A l’instar des monuments qu’Alan Moore va produire ensuite, comme Watchmen, From Hell ou encore Lost Girls, "V pour Vendetta" est l’une des premières œuvres du scénariste, au moment où il travaillait pour le magazine anglais Warriors, au début des années 80 (il produisait en même temps l’incroyable série Marvelman/Miracleman !). Influencé par le régime Tatchérien, il dépeint un monde très sombre, mais terriblement poétique aussi ou l’esprit d’un homme peut aussi être la flamme qui peut ramener la vie et l’espoir !
Le récit est découpé en petits chapitres qui font penser à des comptines et dont tous les titres commencent par V ! (A l’origine, le chapitrage correspondait à la publication en épisode dans Warrior) Il s’installe donc une sorte de rythme cadencé ou Moore s’amuse à jouer avec la symbolique, la musicalité des phrases tandis que la tension des évènements s’accentue pour entrer dans une ronde anarchique pleine de sens au fur et à mesure des années qui passent.
Alors oui, Moore veut dénoncer une période très difficile que traverse son pays, ou les minorités étaient visées par des lois oppressantes, les gays, les étrangers… V est une sorte de constat utopiste, un coup de poing virulent et magistral !

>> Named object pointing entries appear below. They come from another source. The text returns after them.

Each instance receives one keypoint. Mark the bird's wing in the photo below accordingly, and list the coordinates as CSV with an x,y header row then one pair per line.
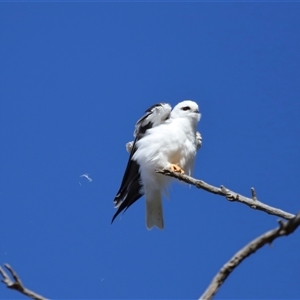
x,y
131,187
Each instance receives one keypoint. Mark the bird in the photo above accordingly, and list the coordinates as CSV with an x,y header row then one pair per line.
x,y
164,138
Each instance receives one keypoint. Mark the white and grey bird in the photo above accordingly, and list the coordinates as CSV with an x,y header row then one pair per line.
x,y
163,139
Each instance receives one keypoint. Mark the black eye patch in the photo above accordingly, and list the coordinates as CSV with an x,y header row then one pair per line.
x,y
185,108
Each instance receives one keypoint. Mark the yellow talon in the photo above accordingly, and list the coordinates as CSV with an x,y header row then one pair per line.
x,y
176,168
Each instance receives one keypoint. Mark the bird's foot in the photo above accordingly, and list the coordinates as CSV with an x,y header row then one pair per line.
x,y
176,168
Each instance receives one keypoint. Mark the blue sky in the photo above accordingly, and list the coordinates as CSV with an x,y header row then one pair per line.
x,y
75,77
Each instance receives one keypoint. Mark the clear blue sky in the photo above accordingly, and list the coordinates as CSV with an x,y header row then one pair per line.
x,y
75,77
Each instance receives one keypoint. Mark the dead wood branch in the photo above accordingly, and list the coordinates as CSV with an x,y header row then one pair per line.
x,y
267,238
17,284
230,195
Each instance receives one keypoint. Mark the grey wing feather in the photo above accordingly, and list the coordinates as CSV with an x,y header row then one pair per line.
x,y
131,187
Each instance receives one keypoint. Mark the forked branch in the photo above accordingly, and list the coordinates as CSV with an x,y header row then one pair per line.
x,y
267,238
229,195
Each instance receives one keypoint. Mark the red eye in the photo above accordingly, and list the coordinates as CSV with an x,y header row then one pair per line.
x,y
186,108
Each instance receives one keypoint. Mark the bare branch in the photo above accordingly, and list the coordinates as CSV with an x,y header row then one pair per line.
x,y
267,238
17,283
230,195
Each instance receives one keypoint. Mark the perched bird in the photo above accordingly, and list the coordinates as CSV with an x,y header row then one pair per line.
x,y
163,139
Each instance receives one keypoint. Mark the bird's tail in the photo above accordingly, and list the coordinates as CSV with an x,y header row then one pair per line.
x,y
154,210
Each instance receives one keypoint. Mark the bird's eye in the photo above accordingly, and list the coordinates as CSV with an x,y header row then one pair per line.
x,y
185,108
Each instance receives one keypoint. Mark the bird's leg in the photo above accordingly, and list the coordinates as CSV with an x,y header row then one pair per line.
x,y
176,168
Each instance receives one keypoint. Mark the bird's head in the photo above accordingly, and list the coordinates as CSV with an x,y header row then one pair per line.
x,y
186,109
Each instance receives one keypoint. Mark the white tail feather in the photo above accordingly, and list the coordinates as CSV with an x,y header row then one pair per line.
x,y
154,211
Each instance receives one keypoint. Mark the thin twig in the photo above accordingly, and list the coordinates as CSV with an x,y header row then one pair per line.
x,y
230,195
267,238
17,283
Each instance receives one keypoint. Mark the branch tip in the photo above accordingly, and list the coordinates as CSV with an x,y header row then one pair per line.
x,y
253,193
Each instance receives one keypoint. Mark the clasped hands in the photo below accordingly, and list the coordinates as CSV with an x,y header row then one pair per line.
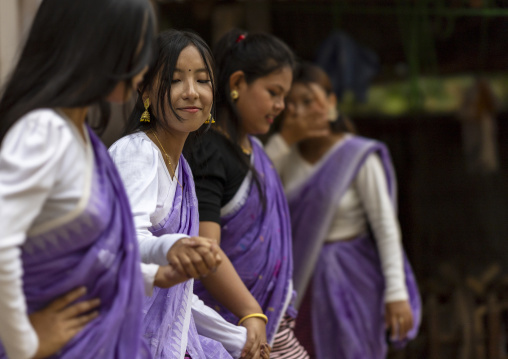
x,y
194,257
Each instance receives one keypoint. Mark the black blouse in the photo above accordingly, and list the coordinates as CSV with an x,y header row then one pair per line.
x,y
218,173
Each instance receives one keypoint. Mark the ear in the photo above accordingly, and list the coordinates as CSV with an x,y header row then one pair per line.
x,y
236,80
332,100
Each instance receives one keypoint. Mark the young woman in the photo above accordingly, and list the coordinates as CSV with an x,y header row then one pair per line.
x,y
241,200
176,98
65,219
346,238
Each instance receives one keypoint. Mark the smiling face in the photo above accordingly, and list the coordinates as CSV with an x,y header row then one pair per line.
x,y
191,93
262,100
310,101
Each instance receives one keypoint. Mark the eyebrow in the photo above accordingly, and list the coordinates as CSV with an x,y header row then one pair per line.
x,y
198,70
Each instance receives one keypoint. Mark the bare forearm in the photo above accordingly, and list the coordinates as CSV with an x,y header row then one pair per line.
x,y
227,288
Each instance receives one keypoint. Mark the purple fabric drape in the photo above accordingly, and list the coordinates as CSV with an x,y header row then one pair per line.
x,y
258,243
97,249
168,324
348,284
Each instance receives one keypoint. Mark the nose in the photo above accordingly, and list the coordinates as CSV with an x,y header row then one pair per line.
x,y
190,91
279,104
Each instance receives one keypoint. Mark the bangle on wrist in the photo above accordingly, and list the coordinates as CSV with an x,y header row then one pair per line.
x,y
254,315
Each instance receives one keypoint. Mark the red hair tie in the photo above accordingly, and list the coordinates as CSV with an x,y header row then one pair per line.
x,y
240,38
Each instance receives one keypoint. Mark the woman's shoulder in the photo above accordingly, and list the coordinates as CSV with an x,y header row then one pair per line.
x,y
44,120
45,129
136,147
209,147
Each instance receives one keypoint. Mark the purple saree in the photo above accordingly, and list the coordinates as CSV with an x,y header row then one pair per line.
x,y
258,243
168,323
347,301
96,248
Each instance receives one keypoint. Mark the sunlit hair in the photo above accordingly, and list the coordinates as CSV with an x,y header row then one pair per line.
x,y
170,44
257,55
76,52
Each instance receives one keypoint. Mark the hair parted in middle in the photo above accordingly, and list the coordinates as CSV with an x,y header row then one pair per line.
x,y
257,55
170,44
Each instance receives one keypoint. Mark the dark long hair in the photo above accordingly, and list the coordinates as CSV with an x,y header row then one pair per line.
x,y
76,52
170,44
257,55
306,74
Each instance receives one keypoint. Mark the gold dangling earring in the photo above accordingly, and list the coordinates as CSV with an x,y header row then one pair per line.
x,y
333,114
145,116
210,119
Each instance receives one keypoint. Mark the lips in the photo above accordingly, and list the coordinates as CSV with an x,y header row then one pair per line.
x,y
190,109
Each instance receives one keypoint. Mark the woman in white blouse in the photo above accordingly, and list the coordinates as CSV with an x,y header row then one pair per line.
x,y
70,278
176,98
350,271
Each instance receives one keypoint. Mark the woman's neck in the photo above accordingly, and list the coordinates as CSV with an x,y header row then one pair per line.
x,y
169,142
78,116
313,149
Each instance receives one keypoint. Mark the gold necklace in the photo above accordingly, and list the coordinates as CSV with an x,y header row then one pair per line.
x,y
247,151
168,159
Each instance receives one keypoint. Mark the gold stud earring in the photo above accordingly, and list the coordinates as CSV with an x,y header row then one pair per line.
x,y
210,119
145,116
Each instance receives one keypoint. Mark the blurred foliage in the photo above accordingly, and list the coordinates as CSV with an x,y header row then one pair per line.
x,y
438,95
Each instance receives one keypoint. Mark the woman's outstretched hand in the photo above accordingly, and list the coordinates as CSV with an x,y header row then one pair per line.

En collant à la figure du justicier, à sa silhouette plutôt, le masque de Guy Fawkes, Moore semble inscrire son discours dans une longue référence à l’histoire de son pays, et plus particulièrement le complots qu’ourdirent Robert Catesby et ses compagnons d’armes pour abattre le roi Jacques Ier en 1605, projetant de dynamiter le Parlement…
V est un homme désintéressé qui veut secourir la populace en espérant ainsi lui construire un monde meilleur. Mais en plus de tout ça il rajoute une dimension réellement sociale et politique, non seulement V ne veut plus simplement "sauver" les gens, mais il veut leur faire prendre conscience de leur état et les amener à devenir de véritables acteurs de leur société en intervenant. La longue "initiation" d’Evey n’est pas seulement là pour la former, mais surtout pour la faire évoluer vers quelque chose de plus essentiel. V n’est plus un homme, il devient une idée, un concept qui ne forme qu’un avec ce masque, avec cette antre, avec ses secrets, comprendre V c’est devenir V, poursuivre sa leçon et envisager le monde d’une part et nous même d’autre part, d’une toute nouvelle façon.
Cette idée tranche avec les autres traitement du héros que l’on retrouve par-ci par-là, d’ailleurs V n’est pas véritablement un héros, juste le symbole d’un acte, d’une pensée qui agit, il n’est en rien un super-héros, car là n’est pas son propos, il ne s’intéresse pas à sauver la veuve et l’orphelin, il n’est pas non plus un simple héros intéressé par l’appât du gain… Progressivement, il a aussi conscience qu’il devra disparaître pour sa cause, pour que son rêve subsiste, il n’y a pas d’identité secrète, à peine une sorte d’origine qui pourrait éventuellement expliquer tout ça, mais qu’importe, Moore a surtout voulu s’en servir comme d’un vecteur, d’un phare pour un concept plus global.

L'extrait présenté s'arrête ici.